The networking vendors that could come out ahead in the AI networking chip race are those that offer fewer switches, fewer optics, and a 256x radix-switch threshold, Westfall said.
“Cisco at least is making the competitive conversation more than about sheer performance and sheer scaling,” Westfall said. “It's about reducing the number of capabilities that have been used thus far to enable these AI/ML clusters to perform.”
That means using fewer direct-attach cables and fewer traditional optics, Westfall said.
Cisco could also add more flexibility for companies to build out their AI training clusters, which require more performance and processing power than AI inference models, according to Westfall.

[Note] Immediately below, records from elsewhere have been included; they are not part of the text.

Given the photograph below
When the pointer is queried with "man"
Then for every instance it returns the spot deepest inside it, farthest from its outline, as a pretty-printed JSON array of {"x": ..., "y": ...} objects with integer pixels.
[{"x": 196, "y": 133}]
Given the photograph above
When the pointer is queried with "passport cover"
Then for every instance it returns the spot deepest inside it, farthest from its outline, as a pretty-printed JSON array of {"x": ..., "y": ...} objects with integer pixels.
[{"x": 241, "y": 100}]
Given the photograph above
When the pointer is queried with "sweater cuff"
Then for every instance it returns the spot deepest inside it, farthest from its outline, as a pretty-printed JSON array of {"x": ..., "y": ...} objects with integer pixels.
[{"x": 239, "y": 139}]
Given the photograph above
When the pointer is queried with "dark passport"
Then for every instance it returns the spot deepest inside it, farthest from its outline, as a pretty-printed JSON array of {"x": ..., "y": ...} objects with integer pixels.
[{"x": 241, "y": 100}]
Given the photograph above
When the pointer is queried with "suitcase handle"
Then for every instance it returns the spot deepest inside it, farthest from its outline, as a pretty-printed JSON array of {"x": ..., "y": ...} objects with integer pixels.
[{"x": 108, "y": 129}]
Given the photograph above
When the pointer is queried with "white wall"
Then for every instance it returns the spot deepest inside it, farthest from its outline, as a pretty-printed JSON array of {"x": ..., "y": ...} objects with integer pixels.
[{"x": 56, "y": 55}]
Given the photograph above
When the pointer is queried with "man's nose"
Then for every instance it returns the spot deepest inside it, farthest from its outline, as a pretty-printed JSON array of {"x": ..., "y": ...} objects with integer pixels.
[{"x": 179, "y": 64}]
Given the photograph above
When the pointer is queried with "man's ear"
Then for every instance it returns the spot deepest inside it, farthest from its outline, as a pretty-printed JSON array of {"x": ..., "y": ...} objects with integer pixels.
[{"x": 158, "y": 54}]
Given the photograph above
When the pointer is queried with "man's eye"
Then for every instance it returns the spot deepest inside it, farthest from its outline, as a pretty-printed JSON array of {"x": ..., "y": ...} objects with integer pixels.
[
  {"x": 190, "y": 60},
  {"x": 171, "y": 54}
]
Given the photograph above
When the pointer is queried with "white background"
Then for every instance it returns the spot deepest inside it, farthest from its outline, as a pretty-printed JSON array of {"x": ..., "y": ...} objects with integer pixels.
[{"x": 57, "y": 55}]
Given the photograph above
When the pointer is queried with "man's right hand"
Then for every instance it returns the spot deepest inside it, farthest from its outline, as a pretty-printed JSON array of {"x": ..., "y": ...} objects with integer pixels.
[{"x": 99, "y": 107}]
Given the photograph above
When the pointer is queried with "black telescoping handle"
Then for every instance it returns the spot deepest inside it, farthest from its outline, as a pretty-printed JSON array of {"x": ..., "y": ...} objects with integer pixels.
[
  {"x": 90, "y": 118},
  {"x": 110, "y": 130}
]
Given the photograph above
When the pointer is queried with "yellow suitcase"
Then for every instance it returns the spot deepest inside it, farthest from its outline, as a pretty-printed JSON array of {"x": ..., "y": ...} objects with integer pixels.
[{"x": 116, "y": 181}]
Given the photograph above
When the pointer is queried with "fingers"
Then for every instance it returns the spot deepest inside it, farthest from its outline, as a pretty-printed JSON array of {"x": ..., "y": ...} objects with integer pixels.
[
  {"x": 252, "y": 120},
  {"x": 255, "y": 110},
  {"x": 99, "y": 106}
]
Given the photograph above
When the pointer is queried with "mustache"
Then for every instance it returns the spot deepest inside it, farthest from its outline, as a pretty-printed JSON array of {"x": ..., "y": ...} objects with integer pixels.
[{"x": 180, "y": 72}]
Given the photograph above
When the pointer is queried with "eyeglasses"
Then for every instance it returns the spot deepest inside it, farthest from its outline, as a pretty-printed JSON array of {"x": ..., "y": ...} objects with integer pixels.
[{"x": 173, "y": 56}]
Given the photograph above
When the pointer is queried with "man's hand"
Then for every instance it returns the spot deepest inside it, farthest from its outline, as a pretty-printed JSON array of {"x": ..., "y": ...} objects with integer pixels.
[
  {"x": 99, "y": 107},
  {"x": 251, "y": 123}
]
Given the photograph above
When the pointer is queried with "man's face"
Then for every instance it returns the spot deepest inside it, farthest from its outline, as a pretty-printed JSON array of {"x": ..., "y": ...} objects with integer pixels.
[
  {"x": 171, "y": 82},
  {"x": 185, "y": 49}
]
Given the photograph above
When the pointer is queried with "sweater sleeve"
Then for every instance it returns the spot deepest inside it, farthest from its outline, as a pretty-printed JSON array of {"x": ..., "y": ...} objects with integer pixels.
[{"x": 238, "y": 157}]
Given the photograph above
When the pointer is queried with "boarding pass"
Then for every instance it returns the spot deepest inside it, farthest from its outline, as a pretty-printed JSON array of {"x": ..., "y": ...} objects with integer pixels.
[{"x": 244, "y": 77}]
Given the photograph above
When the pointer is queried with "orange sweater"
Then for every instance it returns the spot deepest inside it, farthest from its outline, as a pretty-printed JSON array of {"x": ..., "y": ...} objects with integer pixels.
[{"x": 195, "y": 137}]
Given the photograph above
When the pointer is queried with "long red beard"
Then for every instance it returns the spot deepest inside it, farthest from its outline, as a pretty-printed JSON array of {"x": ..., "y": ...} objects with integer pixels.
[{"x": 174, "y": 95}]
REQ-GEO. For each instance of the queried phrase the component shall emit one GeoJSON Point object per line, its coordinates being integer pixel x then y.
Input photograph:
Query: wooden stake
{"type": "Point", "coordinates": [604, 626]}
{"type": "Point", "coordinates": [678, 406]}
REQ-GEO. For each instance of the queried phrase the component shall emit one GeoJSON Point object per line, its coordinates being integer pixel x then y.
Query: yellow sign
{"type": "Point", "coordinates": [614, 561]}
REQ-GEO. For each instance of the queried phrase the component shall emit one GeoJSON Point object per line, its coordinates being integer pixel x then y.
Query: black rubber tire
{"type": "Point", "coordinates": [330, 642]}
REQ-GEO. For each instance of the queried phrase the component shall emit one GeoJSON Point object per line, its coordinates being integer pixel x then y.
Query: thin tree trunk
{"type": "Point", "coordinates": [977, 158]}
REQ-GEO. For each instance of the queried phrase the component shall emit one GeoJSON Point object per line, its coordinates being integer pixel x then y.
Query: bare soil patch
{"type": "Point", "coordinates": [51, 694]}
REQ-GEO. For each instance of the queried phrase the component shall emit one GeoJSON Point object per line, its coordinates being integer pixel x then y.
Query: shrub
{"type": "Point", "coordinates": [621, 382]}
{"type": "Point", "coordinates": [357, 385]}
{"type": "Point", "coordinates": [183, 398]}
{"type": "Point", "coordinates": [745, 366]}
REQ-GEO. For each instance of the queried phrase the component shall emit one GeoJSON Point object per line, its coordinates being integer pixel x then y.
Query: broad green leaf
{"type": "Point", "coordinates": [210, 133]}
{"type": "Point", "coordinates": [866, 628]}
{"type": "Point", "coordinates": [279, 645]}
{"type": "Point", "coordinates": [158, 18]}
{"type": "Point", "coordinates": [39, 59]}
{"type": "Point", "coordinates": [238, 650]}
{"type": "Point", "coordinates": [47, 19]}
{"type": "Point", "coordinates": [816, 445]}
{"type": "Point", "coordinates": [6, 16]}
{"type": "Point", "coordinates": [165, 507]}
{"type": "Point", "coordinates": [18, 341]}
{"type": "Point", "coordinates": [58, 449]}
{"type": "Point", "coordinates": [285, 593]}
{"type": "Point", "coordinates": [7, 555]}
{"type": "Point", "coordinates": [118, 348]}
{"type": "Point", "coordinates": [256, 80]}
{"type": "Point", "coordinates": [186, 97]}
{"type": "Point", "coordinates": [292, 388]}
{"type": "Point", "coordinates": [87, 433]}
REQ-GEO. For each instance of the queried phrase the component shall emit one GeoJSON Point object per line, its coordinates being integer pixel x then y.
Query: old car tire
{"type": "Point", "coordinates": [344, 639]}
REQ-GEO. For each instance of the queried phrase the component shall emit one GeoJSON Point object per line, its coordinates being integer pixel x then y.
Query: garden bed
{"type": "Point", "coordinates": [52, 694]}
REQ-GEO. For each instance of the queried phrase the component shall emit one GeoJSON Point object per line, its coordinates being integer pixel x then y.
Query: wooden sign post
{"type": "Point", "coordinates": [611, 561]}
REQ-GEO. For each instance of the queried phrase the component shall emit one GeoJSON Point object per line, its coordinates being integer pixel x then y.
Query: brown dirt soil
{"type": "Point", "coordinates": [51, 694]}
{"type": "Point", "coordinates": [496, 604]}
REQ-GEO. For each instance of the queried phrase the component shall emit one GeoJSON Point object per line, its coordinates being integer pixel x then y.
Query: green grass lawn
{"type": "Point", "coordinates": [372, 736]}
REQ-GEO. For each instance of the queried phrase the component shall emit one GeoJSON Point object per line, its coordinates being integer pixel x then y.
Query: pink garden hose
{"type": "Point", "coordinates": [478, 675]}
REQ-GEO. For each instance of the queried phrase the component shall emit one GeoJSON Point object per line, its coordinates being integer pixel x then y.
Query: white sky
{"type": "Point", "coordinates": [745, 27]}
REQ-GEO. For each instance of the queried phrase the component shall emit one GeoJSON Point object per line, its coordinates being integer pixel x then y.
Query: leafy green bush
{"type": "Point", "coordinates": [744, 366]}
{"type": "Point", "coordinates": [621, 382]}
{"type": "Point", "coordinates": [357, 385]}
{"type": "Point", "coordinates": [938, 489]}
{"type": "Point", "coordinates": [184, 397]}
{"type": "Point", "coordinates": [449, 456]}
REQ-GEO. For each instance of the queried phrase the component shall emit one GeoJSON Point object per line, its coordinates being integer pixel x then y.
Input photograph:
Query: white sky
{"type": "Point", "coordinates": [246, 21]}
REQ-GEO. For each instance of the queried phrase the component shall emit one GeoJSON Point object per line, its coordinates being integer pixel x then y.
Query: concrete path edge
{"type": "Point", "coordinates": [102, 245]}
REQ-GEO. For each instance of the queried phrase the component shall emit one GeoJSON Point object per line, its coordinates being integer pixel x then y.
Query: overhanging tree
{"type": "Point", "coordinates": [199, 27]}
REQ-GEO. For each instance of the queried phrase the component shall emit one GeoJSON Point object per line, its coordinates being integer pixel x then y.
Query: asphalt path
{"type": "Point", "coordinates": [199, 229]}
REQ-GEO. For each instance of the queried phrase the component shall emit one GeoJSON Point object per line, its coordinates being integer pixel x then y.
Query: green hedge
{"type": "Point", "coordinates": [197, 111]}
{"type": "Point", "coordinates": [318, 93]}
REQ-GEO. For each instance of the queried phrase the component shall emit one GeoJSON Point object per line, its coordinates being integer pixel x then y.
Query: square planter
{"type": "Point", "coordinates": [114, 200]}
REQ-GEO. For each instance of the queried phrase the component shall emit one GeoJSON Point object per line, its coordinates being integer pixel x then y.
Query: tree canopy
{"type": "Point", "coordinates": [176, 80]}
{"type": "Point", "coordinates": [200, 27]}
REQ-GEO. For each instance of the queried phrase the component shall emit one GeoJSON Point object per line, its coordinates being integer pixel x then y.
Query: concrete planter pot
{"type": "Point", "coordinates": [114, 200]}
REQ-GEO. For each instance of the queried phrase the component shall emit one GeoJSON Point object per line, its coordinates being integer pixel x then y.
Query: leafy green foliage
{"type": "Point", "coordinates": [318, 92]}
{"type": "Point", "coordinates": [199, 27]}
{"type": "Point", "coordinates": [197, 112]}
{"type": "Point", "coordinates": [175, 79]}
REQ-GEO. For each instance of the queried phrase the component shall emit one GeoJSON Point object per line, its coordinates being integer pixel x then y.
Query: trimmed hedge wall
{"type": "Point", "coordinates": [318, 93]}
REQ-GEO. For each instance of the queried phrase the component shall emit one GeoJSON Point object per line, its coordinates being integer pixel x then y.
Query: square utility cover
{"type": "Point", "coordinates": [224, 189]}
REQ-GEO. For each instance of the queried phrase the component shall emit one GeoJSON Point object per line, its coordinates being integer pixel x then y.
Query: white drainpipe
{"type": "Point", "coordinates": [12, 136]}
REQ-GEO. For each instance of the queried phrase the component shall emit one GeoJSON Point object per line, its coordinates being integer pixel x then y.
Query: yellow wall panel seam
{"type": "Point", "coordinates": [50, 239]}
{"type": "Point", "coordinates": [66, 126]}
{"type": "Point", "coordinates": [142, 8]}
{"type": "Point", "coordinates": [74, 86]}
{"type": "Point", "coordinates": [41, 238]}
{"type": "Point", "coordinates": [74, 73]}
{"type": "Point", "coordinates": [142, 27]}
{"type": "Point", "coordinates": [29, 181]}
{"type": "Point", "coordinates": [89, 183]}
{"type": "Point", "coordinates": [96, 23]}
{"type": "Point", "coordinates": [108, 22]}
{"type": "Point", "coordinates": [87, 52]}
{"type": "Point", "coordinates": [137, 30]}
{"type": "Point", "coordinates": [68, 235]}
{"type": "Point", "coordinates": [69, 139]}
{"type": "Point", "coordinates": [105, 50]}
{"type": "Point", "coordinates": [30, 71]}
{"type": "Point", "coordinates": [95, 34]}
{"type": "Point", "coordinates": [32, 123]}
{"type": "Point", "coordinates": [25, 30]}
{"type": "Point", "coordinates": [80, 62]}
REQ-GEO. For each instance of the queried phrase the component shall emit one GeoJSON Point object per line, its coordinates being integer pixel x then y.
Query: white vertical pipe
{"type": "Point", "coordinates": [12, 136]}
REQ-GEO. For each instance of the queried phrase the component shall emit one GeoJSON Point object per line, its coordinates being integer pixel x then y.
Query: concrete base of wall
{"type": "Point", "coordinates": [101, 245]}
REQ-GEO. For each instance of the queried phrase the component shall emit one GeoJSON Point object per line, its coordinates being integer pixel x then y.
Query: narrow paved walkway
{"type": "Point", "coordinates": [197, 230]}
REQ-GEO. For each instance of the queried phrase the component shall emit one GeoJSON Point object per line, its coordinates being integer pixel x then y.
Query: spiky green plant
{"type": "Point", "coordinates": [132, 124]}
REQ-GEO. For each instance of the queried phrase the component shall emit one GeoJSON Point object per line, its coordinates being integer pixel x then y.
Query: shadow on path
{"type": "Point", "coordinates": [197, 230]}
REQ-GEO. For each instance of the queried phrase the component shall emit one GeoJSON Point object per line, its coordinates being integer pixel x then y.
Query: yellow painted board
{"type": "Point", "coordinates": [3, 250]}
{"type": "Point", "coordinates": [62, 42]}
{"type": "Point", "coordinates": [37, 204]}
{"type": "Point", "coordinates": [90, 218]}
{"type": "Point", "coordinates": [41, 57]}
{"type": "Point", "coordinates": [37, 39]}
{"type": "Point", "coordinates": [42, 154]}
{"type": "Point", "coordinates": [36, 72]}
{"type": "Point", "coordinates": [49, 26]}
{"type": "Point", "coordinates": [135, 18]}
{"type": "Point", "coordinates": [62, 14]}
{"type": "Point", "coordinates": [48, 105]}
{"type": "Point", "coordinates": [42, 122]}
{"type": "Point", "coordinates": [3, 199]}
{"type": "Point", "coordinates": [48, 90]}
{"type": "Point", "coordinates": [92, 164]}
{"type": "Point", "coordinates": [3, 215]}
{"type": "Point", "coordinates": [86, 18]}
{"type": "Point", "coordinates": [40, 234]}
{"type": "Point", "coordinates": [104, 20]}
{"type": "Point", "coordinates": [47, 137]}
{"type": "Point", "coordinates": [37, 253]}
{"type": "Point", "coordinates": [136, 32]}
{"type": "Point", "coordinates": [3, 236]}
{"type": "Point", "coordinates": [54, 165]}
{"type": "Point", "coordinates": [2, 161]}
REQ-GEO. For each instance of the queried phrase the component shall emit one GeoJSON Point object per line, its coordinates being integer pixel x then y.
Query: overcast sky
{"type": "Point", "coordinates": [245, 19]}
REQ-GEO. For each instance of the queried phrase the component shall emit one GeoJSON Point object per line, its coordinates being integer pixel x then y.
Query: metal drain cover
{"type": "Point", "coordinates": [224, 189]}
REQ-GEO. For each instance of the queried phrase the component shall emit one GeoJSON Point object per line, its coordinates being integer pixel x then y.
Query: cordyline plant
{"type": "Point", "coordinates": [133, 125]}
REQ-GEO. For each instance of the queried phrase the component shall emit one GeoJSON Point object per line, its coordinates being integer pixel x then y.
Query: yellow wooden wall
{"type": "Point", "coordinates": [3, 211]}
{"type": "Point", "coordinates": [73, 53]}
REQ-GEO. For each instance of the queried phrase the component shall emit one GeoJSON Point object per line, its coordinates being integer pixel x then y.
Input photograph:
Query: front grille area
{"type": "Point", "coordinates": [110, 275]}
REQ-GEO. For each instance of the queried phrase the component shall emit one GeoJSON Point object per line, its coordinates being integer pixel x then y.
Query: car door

“I think this is where Cisco can assert a fair degree of competitive differentiation because, obviously, Cisco is very much a juggernaut for Ethernet technology,” Westfall explained. “By boosting overall training and cluster efficiency, that is where Cisco can drive home that they can give customers a great deal more flexibility in how they approach building out their AI training clusters,” Westfall added.
How Broadcom and NVIDIA plan to keep up on Ethernet
Broadcom aims to keep pace with its Jericho3-AI high-performance fabric. Introduced in April, the fabric connects 32,000 GPUs.
Like the Cisco Silicon One chips, the Jericho3-AI offers load balancing and a high radix. Broadcom claims that the Jericho3-AI offers more than 10% shorter job completion times versus competing chips.
The NVIDIA Spectrum-4 Ethernet switch is also built for AI technologies such as ML and natural language processing. Like the Cisco chips, the NVIDIA Spectrum-4 offers features for telemetry.
Ethernet switches offer telemetry to allow for load balancing and spotting congestion on a network.
As network operators choose the chips for their AI/ML workloads, they will want to consider which ones can handle telemetry-assisted Ethernet, Westfall said. He also sees fully scheduled fabrics as important.
“This is something that I think we'll see more of, and that Cisco, through Silicon One, can enable more flexibility in allowing organizations to adopt telemetry-assisted Ethernet, as well as fully scheduled fabrics to basically take the scaling of AI training workloads and clusters to the next levels.”
What will make the chipsets successful with AI goes beyond bandwidth capabilities, according to Westfall.
“Even more important is which chipsets are going to be more effective, allowing customers to use less optics to basically become more able to reach these thresholds using fewer switches,” he said.